Mr. Grouchy Pants

You no spamma me...got it?

It’s frustrating to be judged based on assumptions. Case in point; I received a query this morning at the same time I happened to be going through my inbox. Since my morning was still relatively uncomplicated, I took the time to read the query and a few paragraphs of the work. Right away, I could tell it wasn’t a project we’d be interested in doing, so I went ahead and wrote a polite rejection letter and wished him all the best of luck finding the perfect home for his work.

A couple hours later, another email from the author plunked into my inbox, which said:

THIS IS THE FASTEST RESPONSE I HAVE HAD IN YEARS OF WRITING. THE ONLY QUESTION I HAVE IS; DID YOU READ IT?

Um. Excuse me? The first thought that popped across my quasi-firing synapses was, Gee, would he have felt better if I’d taken five months to reply? Or not reply at all?

Just what is the proper waiting time to send a rejection letter anyway? I’ll have to consult my Emily Post book of etiquette – though I’m pretty sure she doesn’t cover this specific problem.

This is one of those frustrating Damned If You Do/Damned If You Don’t situations. I’ve had nastygrams for not getting back to an author in a timely manner, and now I’m getting nastygrams for replying too quickly. Too early to mainline cheap gin?

I wonder what the author was trying to accomplish. Sure, he’s welcome to take my name in vain (and why not – the Rescue Beagles do it all the time), and stomp about at experiencing the fastest rejection evah, but that and Midol won’t change the outcome. In truth, it doesn’t matter if I read it or not (I did); it’s still a rejection.

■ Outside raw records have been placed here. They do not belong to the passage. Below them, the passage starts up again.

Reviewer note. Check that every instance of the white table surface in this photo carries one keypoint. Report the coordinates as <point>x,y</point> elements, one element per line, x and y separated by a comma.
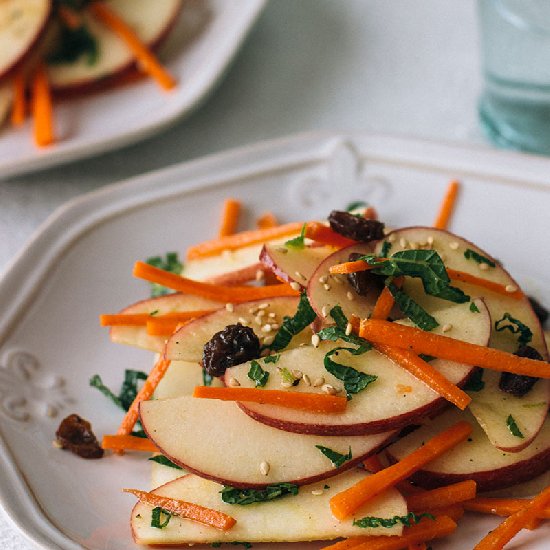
<point>408,67</point>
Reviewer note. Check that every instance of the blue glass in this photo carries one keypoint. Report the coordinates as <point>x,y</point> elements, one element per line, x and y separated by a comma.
<point>514,109</point>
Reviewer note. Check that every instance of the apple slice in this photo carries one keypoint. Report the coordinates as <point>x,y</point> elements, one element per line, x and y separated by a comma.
<point>188,342</point>
<point>302,517</point>
<point>22,24</point>
<point>326,291</point>
<point>138,337</point>
<point>189,432</point>
<point>393,401</point>
<point>150,19</point>
<point>490,406</point>
<point>293,264</point>
<point>475,458</point>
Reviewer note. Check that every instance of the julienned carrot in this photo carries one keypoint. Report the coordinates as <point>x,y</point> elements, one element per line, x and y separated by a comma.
<point>500,536</point>
<point>442,496</point>
<point>19,104</point>
<point>424,372</point>
<point>144,56</point>
<point>230,217</point>
<point>345,503</point>
<point>242,239</point>
<point>505,290</point>
<point>323,234</point>
<point>42,108</point>
<point>128,443</point>
<point>189,510</point>
<point>145,393</point>
<point>447,206</point>
<point>267,220</point>
<point>234,294</point>
<point>312,402</point>
<point>419,341</point>
<point>426,530</point>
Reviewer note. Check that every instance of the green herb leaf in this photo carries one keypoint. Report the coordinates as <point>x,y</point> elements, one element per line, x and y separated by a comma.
<point>170,263</point>
<point>243,497</point>
<point>337,459</point>
<point>161,459</point>
<point>470,254</point>
<point>513,427</point>
<point>515,327</point>
<point>298,243</point>
<point>160,517</point>
<point>410,519</point>
<point>417,314</point>
<point>257,374</point>
<point>291,326</point>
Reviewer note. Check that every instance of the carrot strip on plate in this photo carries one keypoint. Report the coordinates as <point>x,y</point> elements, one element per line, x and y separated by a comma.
<point>345,503</point>
<point>242,239</point>
<point>189,510</point>
<point>419,341</point>
<point>313,402</point>
<point>145,57</point>
<point>233,294</point>
<point>447,206</point>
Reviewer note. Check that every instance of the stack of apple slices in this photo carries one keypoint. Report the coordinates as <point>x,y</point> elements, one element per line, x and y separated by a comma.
<point>250,446</point>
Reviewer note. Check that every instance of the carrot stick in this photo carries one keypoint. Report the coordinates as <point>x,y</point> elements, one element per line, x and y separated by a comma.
<point>447,206</point>
<point>230,217</point>
<point>42,108</point>
<point>145,393</point>
<point>145,57</point>
<point>267,220</point>
<point>242,239</point>
<point>324,234</point>
<point>348,501</point>
<point>419,341</point>
<point>189,510</point>
<point>312,402</point>
<point>233,294</point>
<point>500,536</point>
<point>464,277</point>
<point>443,496</point>
<point>128,443</point>
<point>19,106</point>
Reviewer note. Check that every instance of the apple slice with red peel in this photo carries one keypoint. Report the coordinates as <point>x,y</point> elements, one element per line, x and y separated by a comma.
<point>490,406</point>
<point>476,458</point>
<point>326,291</point>
<point>295,518</point>
<point>393,401</point>
<point>138,337</point>
<point>189,431</point>
<point>188,342</point>
<point>294,264</point>
<point>22,24</point>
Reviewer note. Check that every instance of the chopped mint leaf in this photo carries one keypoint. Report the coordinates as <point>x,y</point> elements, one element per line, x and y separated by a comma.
<point>337,459</point>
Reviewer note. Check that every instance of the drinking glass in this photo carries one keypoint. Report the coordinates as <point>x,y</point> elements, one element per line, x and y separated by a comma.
<point>514,109</point>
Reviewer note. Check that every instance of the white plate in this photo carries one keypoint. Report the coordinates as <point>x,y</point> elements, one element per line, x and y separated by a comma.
<point>79,265</point>
<point>199,49</point>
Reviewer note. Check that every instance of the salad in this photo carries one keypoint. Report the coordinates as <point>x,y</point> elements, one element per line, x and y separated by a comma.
<point>334,379</point>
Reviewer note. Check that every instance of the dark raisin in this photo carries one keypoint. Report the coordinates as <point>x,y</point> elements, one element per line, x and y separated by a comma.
<point>364,282</point>
<point>520,384</point>
<point>233,345</point>
<point>354,227</point>
<point>76,435</point>
<point>540,311</point>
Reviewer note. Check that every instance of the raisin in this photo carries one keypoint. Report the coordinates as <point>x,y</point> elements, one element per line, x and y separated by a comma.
<point>76,435</point>
<point>354,227</point>
<point>233,345</point>
<point>364,282</point>
<point>520,384</point>
<point>540,311</point>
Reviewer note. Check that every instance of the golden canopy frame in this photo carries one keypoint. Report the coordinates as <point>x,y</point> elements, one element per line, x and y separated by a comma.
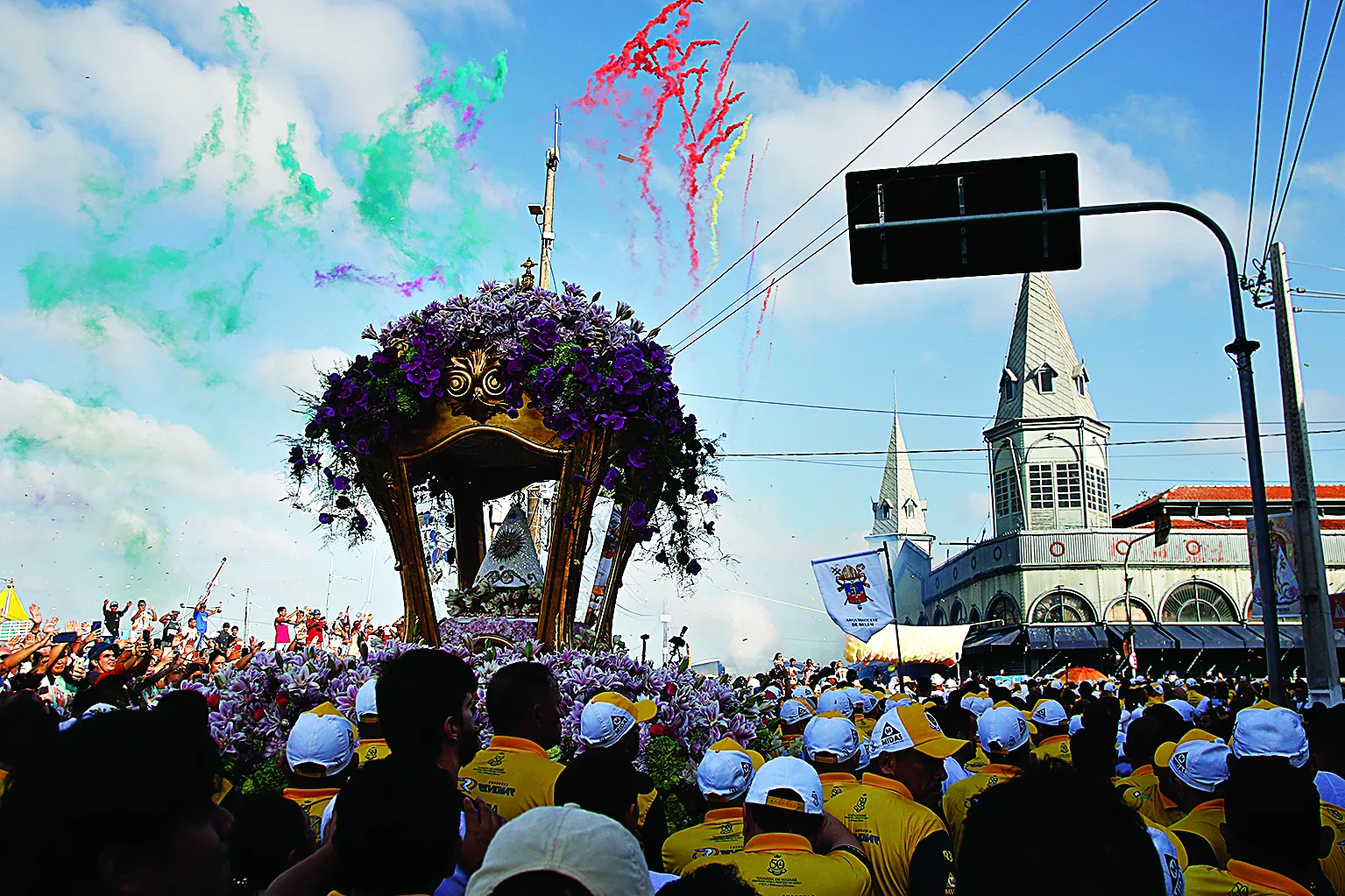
<point>474,446</point>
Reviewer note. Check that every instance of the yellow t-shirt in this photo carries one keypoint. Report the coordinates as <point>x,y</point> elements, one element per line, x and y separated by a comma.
<point>977,762</point>
<point>900,836</point>
<point>312,802</point>
<point>1056,747</point>
<point>512,775</point>
<point>1241,880</point>
<point>719,835</point>
<point>837,783</point>
<point>372,750</point>
<point>1151,803</point>
<point>1203,821</point>
<point>786,865</point>
<point>958,798</point>
<point>1333,865</point>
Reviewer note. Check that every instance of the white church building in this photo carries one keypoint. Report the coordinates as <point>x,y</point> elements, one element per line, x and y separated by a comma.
<point>1048,587</point>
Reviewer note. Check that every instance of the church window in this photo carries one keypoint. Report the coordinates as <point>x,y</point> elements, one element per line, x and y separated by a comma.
<point>1041,491</point>
<point>1095,489</point>
<point>1006,494</point>
<point>1064,607</point>
<point>1068,486</point>
<point>1199,602</point>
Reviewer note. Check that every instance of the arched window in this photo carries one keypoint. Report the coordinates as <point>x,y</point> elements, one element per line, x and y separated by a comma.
<point>1063,605</point>
<point>1003,609</point>
<point>1139,611</point>
<point>1199,602</point>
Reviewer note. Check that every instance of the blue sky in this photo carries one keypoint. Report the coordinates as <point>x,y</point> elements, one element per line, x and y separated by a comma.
<point>131,466</point>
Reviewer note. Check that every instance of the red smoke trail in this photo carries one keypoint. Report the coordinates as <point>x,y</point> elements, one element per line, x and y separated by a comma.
<point>761,321</point>
<point>668,60</point>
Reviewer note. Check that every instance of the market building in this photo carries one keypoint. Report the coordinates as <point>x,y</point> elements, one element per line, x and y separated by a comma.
<point>1050,589</point>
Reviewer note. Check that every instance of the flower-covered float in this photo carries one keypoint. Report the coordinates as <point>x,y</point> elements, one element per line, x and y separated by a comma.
<point>477,397</point>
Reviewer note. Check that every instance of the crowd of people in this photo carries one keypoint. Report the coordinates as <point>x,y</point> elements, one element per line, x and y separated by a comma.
<point>935,786</point>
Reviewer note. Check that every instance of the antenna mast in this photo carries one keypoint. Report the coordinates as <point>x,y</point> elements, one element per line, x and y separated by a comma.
<point>553,160</point>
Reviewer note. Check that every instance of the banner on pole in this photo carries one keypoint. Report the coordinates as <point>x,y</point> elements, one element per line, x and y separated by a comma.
<point>854,591</point>
<point>1284,554</point>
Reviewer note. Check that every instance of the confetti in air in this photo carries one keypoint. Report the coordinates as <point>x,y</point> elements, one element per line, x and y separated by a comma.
<point>719,193</point>
<point>704,127</point>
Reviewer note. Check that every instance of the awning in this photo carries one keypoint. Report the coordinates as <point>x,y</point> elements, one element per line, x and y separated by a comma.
<point>1148,637</point>
<point>1073,638</point>
<point>1214,637</point>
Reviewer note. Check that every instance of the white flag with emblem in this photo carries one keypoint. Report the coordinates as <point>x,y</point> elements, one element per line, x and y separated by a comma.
<point>854,591</point>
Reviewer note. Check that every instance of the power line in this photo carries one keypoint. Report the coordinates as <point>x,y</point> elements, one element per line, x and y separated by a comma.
<point>927,413</point>
<point>1070,65</point>
<point>842,170</point>
<point>950,451</point>
<point>1289,117</point>
<point>1307,115</point>
<point>734,307</point>
<point>1261,97</point>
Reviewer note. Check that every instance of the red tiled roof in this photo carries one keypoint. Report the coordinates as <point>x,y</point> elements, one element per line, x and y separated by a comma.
<point>1228,492</point>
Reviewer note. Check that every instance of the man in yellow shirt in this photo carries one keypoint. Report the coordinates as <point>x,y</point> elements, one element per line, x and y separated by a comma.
<point>1006,737</point>
<point>514,773</point>
<point>792,846</point>
<point>724,775</point>
<point>832,747</point>
<point>1052,730</point>
<point>892,808</point>
<point>1274,835</point>
<point>372,743</point>
<point>319,757</point>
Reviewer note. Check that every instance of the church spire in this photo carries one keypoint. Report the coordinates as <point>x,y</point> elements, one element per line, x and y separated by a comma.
<point>899,510</point>
<point>1043,378</point>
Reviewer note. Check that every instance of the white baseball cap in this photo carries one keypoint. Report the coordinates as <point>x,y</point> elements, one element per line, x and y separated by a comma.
<point>1270,732</point>
<point>834,737</point>
<point>322,737</point>
<point>608,717</point>
<point>1050,712</point>
<point>724,773</point>
<point>792,775</point>
<point>794,710</point>
<point>1002,730</point>
<point>1201,763</point>
<point>366,702</point>
<point>592,850</point>
<point>836,702</point>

Does he think sending a snotgram will bring me to my knees and bet forgiveness? Will it make him feel better? The professional simply picks up and moves on.

We are all painfully aware that publishing is a frustrating business, and emotions can get the better of writers. But to lash out before thinking it through will make you look the fool…or the topic of someone’s blog post. This goes for the lousy review, too. It sucks stale Twinkie cream to get a bad review, but the only choice you have is to grit and grin through it. Don’t become known for being a Mr. Grouchy Pants.

So I’m still trying to figure out the proper response time for a rejection, since none of the etiquette sites covers this. As for the appropriate reply, my friend Dodin Oga offered the best one of all: Please disregard the rejection letter. I will send another one in three months. Hope that helps.

Guffaw.

7 Responses to Mr. Grouchy Pants

  1. Eureka! Why not offer to update Emily Post or at least her book? Chapter heading: The fine art of rejecting – dust off that egg timer, and timely respond back based on how many words have been submitted. Example: 500 words = response time of 500 minutes. Anything over 500 words? No response necessary.

  2. ericjbaker says:

    Oh dear. I know as well as any writer the frustration of rejection, but that’s a bad case of myopia. No one is anyone else’s whole world, least of all in business.

  3. LindaGHill says:

    Too bad you can’t attach stale Twinkie cream to an electronic rejection letter. You could make it your personal proof that yes, you read it, and no, you didn’t want it. 😛
    I’m definitely going to follow your blog closely now that I’ve found you. In a purely unstalkerish way of course. 🙂

  4. You’re right about one thing and wrong about another:

    First, it’s never too early to mainline any kind of gin.

    And as for the latter: Midol always changes the outcome.
    xLoJu

  5. Quick is good. Waiting is murder. That author should have sent you a note of gratitude, if he felt so moved to comment at all.

  6. livelytwist says:

    Had a good ‘ole chuckle. Maybe he ‘really’ wanted to know!